Monday, May 7, 2018

A Rough Start to Mother’s Day week

And the award for greatest mom goes to...any one but me. When you’re a mom of a child with special needs it doesn’t take long to never notice the difference in day to day life. I don’t see the limp, or get surprised by the constant request for Tylenol or warm baths. I don’t second guess taking breaks while walking long distances with him or ever forget which direction the wheelchair and walker fit in best in the trunk. Heck I’ve even gotten real good at ignoring all the medical bills that seem to constantly fill our mailbox! Life is what it is, you never question you just adapt and move on, do your best. Then there are those moments when reality sets in. You catch yourself sitting on your teenagers bed (yes he’s 13 now!) rubbing his back as he sobs asking why. Why another surgery? Why him? Why did he have to be born preemie and get sick? Why can’t he be a normal kid like everyone else? Why has he missed his last 3 big birthday plans because of surgery or pain? Why can’t it stop? And that’s when I realize I’ve lost the worlds greatest mom award. I don’t know why, I can’t fix it and I can’t make it go away. Life sucks and it’s okay to cry. That’s about all this mom can come up with as I cry right along side of him.

The tears I speak of began today, Monday, this after waiting over 2 weeks to hear from the doctor on a reading of Zackary’s last X-rays. When I last updated you all Zackary was having horrible pains in his left leg right about where the rod ended in his femur. The doctor diagnosed an unseen stress fracture. This is common in kids with the rod placement and he had told Zackary little to no weight bearing for 4-6 weeks with a follow up X-ray. He let us know we could always see the healing of the stress fracture on an X-ray even if you couldn’t see the original fracture. He also said the pain would go away as it healed, just like any other break on someone else. Well Zackary impatiently waited for the 6 week mark only forgetting a few days in between that he was suppose to be using crutches and his walker to get around. Well the day finally came and he started walking, only to find about 12 hours later he was in so much pain he put himself back on the crutches. This was not a good sign. He went back and forth between weight bearing and not with still a lot of pain while we waited for the X-ray results and we finally got word back today. 

The X-ray didn’t show any fracture, healed or not. The doctor immediately requested rod removal and contributed all the pain to the rod still being in there and his overall hip/leg issues. This means he will be having the rod removed on Tuesday May 15th, yep a week from tomorrow, in Baltimore. We will also have our pre op appointment on Monday where the doctor has requested we discuss the hip osteotomy potential after having many X-rays and other tests run to see if the lack of hip and other bone issues are the cause of the pain.

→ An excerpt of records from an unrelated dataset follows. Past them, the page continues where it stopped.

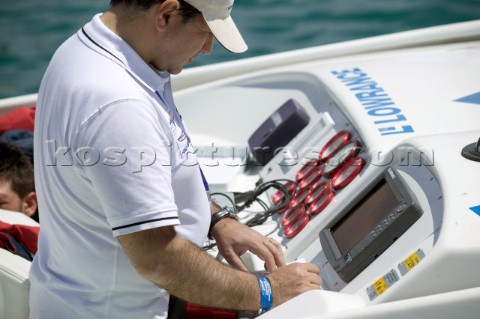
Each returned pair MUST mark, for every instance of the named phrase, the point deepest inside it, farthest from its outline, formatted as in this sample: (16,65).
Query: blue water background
(31,30)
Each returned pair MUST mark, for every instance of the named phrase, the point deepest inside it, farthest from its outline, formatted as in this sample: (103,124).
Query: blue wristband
(265,294)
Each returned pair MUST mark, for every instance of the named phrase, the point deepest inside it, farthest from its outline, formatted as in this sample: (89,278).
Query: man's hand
(292,280)
(234,239)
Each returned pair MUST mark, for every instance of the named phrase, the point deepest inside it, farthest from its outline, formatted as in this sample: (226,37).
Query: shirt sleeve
(131,171)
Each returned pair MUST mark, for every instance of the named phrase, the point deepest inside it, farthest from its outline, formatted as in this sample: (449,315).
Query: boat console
(374,188)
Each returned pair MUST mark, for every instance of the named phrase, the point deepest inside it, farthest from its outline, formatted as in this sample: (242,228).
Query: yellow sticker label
(412,261)
(380,286)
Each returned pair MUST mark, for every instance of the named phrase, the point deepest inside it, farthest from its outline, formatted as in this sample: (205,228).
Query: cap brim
(226,32)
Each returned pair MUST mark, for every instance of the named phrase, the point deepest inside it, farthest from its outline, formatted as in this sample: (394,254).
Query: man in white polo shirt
(123,208)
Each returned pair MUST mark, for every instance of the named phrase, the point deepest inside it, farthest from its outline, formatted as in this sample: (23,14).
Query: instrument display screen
(364,216)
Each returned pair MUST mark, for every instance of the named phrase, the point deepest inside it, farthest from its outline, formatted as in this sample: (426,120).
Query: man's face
(184,43)
(9,200)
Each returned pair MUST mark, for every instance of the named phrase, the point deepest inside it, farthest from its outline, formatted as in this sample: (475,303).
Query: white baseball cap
(217,15)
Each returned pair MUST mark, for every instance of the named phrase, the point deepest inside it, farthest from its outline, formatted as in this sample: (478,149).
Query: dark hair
(17,168)
(187,10)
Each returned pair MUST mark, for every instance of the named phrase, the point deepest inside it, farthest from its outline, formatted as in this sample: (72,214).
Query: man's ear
(30,204)
(164,11)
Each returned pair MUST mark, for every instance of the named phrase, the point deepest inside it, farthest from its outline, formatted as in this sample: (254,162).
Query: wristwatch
(225,212)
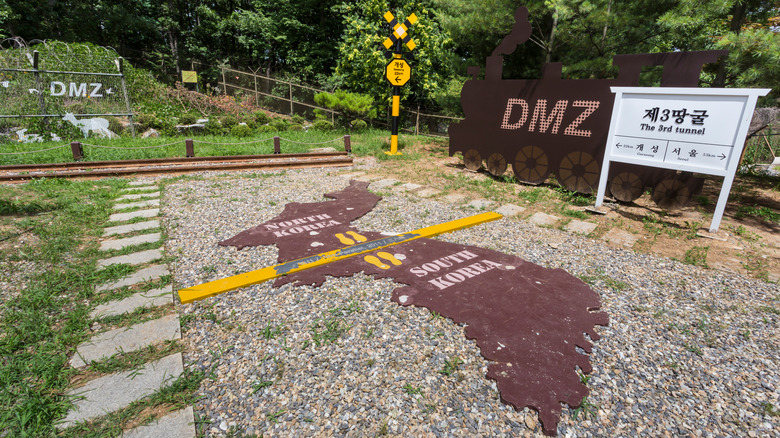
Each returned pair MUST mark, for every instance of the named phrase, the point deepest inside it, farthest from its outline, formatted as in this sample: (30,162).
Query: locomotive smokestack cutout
(521,31)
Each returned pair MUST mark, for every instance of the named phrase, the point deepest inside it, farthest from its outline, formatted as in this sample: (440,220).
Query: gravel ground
(688,351)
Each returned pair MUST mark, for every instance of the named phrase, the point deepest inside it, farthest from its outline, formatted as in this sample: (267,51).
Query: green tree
(362,61)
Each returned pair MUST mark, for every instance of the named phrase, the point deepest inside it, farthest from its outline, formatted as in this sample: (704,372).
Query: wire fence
(78,147)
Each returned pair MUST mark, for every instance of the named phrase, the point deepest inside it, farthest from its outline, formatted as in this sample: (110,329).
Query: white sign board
(698,130)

This is the main, big surgery we’ve always known was coming around age 15-17 but could now potentially be a lot earlier. As we know with all things medical anything could happen at any time but at this point our main focus is to relieve as much pain as possible for Zackary so maybe the days of needing elevation, heat, daily Tylenol and warm baths will be fewer and far between as compared to the almost daily struggle they have become over the last 3-6 months. 

So I may not be the greatest mom but I know I’m trying. I may not have all the answers but I know we’ve got him the best doctors possible. I may not know why all this happened to such an amazing, loving, incredible kid but I know my God has big plans for him! So, while you read this go hug your kiddos and remind them life sucks sometimes but it’s okay to cry. With that said I will gladly take the title of worlds okayest mom because I’m doing my best and that’s all us moms can do! 

I will update you all next week once we’ve talked to the doctor and we have more information. Until then, thank you to everyone for your continued support. This is definitely an unexpected, and costly, last minute trip so if you wanted to check out our GoFundMe page again please know all money will go toward hotel, food, medical bills, etc. Thank you in advance for your love, support, well wishes, positive thoughts and prayers. This okay mom could really use them.